Be Careful Treating Your Hobby As A Business

Be Careful Treating Your Hobby As A Business

Do you have a hobby that actually makes you some money? Crafting and selling jewelry or pottery for example? Or blogging about travel? Perhaps you help friends breed dogs. Did you know that hobby income is taxable (it should be reported on Form 1040 Schedule 1)? And before 2018 any expenses associated with a hobby were deductible up to the amount of income you received from it (as long as it was more than 2% of your AGI)? Unfortunately, the 2017 Tax Cuts and Jobs Act eliminated the hobby expense deduction but retained the income reporting requirement. Not fair you say? Go complain to Donald Trump. But there is a way to start getting those deductions again. Simply report your hobby as a business. That would allow you not only to reduce taxes on the hobby income but possibly even to deduct hobby losses from your overall taxes. Sound enticing?

Be careful. The key difference between a business and a hobby is that the business is expected to make a profit. The IRS does not appreciate taxpayers pretending their hobbies are businesses just to avoid paying taxes. So before taking such a step be aware of nine factors the IRS will consider in determining whether or not you are operating a truly qualified business.

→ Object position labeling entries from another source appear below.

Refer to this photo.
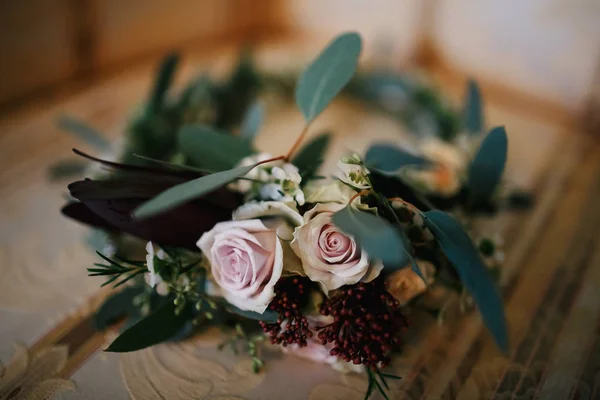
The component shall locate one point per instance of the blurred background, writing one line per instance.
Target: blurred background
(545, 53)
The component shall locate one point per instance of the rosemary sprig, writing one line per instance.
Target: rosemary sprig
(117, 271)
(382, 386)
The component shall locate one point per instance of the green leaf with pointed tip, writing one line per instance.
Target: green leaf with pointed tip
(327, 75)
(156, 328)
(269, 316)
(389, 159)
(473, 273)
(310, 157)
(380, 239)
(116, 306)
(164, 77)
(473, 109)
(488, 165)
(252, 121)
(84, 132)
(211, 149)
(188, 191)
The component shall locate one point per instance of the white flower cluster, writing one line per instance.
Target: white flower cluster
(353, 172)
(277, 180)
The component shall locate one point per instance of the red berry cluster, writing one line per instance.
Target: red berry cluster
(292, 325)
(366, 324)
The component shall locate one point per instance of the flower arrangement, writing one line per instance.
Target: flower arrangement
(264, 247)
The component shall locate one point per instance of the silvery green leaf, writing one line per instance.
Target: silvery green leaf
(473, 109)
(116, 306)
(380, 239)
(310, 157)
(473, 273)
(66, 168)
(164, 77)
(84, 132)
(156, 328)
(188, 191)
(389, 159)
(268, 316)
(252, 121)
(211, 149)
(488, 165)
(327, 75)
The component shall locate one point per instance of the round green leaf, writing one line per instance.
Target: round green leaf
(327, 75)
(153, 329)
(388, 159)
(211, 149)
(380, 239)
(188, 191)
(487, 167)
(465, 258)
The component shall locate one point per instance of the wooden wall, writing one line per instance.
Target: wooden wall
(46, 42)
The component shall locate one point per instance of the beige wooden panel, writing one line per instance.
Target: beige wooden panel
(35, 47)
(126, 29)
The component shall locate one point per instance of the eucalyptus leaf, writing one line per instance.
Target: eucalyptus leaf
(310, 157)
(84, 132)
(156, 328)
(211, 149)
(66, 168)
(389, 159)
(116, 306)
(327, 75)
(488, 165)
(465, 258)
(380, 239)
(252, 121)
(188, 191)
(162, 83)
(473, 109)
(268, 316)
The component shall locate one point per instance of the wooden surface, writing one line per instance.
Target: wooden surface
(551, 276)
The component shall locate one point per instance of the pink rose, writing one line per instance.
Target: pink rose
(246, 260)
(329, 256)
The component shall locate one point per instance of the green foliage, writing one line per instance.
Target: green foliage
(465, 258)
(380, 239)
(380, 384)
(65, 168)
(156, 328)
(389, 159)
(117, 272)
(310, 157)
(84, 132)
(473, 109)
(208, 148)
(485, 172)
(252, 121)
(327, 75)
(116, 306)
(164, 77)
(269, 316)
(188, 191)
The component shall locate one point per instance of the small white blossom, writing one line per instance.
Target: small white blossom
(154, 279)
(352, 172)
(277, 180)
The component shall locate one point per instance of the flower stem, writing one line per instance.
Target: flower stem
(297, 143)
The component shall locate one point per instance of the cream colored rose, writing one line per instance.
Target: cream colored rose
(445, 176)
(329, 256)
(405, 284)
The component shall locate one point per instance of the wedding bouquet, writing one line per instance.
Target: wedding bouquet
(264, 247)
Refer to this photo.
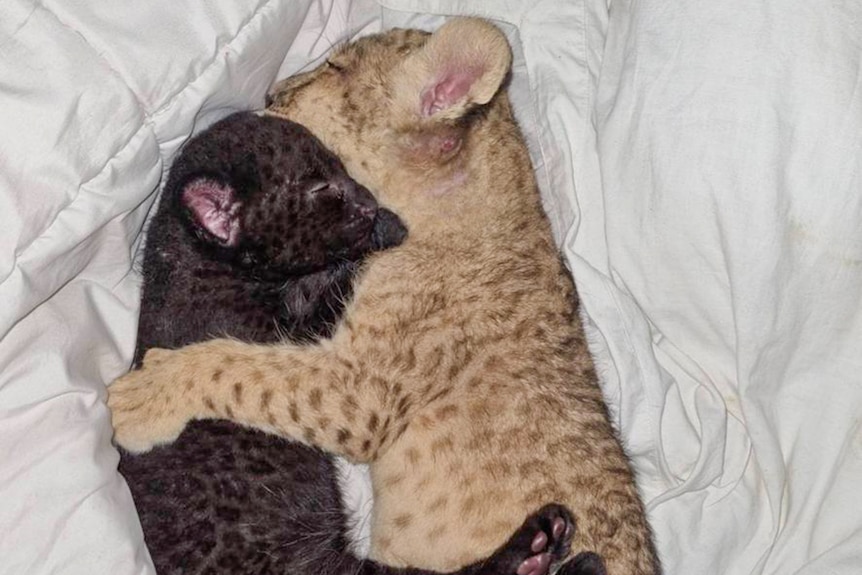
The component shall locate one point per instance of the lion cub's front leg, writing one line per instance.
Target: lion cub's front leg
(313, 394)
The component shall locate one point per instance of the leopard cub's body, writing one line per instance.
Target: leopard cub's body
(460, 371)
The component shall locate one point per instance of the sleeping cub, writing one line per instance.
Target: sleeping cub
(258, 237)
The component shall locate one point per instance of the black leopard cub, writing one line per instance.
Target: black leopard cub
(258, 236)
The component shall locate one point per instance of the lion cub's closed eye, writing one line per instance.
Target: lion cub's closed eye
(460, 371)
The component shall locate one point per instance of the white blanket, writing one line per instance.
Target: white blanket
(700, 162)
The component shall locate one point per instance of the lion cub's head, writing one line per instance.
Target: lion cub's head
(399, 107)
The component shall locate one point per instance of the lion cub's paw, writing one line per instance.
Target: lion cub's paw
(539, 545)
(142, 415)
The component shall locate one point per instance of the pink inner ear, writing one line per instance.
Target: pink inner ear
(215, 208)
(452, 86)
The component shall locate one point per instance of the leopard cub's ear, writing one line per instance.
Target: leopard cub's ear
(213, 210)
(462, 65)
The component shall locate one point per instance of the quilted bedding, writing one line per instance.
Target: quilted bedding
(702, 166)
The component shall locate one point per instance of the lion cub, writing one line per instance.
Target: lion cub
(460, 371)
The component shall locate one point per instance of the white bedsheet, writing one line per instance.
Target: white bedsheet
(700, 162)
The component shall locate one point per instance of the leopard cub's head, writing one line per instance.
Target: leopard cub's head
(266, 195)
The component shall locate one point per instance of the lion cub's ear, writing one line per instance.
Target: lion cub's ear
(462, 65)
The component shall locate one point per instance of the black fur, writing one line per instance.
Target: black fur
(258, 236)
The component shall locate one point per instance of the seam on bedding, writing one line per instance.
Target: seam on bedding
(172, 99)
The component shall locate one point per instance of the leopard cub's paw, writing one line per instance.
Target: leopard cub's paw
(141, 416)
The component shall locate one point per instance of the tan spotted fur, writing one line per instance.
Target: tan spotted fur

  1. Do you operate the business in a businesslike manner and maintain complete and accurate books and records?
  2. Can you demonstrate domain expertise in being able to profitably operate such a business?
  3. Do you spend a significant amount of personal time and effort in the business?
  4. Is there an expectation that assets used in the business may appreciate in value?
  5. Have you profitably engaged in similar businesses in the past?
  6. Are losses being incurred beyond the period customarily needed to bring such a business to profitability?
  7. How substantial are the profits as compared to the losses over time?
  8. Are you financially dependent on generating profits from the business?
  9. Do you get some kind of personal pleasure or recreation from the business?

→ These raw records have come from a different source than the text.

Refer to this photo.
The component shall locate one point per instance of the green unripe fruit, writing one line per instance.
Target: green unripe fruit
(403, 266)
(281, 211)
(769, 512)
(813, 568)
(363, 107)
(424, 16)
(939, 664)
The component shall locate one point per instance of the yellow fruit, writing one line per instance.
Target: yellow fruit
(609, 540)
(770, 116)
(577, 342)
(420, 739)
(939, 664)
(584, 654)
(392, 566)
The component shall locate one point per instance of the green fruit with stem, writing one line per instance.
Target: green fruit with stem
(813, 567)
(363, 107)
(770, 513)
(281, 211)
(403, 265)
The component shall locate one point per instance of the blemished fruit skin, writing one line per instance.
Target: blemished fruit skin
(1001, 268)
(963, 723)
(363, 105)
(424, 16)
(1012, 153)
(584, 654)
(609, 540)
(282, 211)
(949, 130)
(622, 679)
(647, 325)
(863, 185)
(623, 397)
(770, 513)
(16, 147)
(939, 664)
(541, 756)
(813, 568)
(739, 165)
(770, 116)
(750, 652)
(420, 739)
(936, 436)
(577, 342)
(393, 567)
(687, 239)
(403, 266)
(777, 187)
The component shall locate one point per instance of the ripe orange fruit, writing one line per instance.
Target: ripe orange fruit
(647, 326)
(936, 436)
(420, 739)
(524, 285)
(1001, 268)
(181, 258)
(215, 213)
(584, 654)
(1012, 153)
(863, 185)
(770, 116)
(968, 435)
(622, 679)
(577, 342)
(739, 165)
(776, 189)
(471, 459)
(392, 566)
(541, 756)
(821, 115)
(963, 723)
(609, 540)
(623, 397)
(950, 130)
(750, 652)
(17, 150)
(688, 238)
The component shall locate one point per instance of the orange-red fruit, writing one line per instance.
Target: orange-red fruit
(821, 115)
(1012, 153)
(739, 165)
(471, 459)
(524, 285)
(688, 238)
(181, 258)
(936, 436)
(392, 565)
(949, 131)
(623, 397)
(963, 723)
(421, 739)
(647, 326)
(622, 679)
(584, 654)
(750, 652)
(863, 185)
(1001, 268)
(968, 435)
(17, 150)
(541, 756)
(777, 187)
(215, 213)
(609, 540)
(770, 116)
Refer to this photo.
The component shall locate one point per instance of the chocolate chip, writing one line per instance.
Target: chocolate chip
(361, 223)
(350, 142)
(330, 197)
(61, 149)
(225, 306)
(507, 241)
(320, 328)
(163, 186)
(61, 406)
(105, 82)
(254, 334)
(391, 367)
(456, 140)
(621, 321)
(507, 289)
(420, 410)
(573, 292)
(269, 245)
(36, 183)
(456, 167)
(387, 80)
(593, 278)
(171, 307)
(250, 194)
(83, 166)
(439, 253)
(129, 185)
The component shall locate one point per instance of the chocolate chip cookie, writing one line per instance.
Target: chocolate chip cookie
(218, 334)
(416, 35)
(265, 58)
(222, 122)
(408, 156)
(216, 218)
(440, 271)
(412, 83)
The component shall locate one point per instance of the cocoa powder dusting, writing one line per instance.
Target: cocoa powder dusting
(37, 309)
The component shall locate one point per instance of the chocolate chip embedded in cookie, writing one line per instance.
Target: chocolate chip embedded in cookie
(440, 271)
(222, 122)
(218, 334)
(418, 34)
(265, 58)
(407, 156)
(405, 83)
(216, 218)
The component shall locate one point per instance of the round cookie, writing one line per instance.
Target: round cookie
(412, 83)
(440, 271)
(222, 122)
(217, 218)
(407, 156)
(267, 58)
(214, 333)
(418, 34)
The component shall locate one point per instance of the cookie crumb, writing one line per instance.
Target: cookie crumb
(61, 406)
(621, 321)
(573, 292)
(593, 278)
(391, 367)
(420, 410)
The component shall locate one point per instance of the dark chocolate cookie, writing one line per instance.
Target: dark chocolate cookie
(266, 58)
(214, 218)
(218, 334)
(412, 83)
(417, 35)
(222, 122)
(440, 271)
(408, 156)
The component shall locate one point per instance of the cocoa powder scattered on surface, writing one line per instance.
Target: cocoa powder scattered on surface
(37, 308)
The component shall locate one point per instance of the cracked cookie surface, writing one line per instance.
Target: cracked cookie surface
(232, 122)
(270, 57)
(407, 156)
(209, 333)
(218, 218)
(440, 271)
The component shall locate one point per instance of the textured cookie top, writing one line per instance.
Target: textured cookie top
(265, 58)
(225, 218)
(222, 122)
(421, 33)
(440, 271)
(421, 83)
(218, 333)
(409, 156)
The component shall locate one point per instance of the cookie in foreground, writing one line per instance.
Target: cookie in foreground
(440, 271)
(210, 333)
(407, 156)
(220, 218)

The IRS does not require you to be able to answer every one of these questions satisfactorily in order to prove your business is legitimate. And they understand that losses are common during the early years of a new business startup. But their patience wears thin if the losses drag on for too many years. They are especially unfriendly to taxpayers who, after incurring multiple years of losses without having achieved any profit at all, decide to exit the business. That’s a formula for getting hit with back taxes and possibly even fraud penalties.

If you can figure out a way to turn your hobby into a profitable business, by all means report it as such so that you can take advantage of all the tax deductions you’re legally entitled to. You can use the above questions as a guide to determine if the IRS will buy-in to what you’re doing. But if you do get audited, make sure you’ve got a good supply of Tylenol available.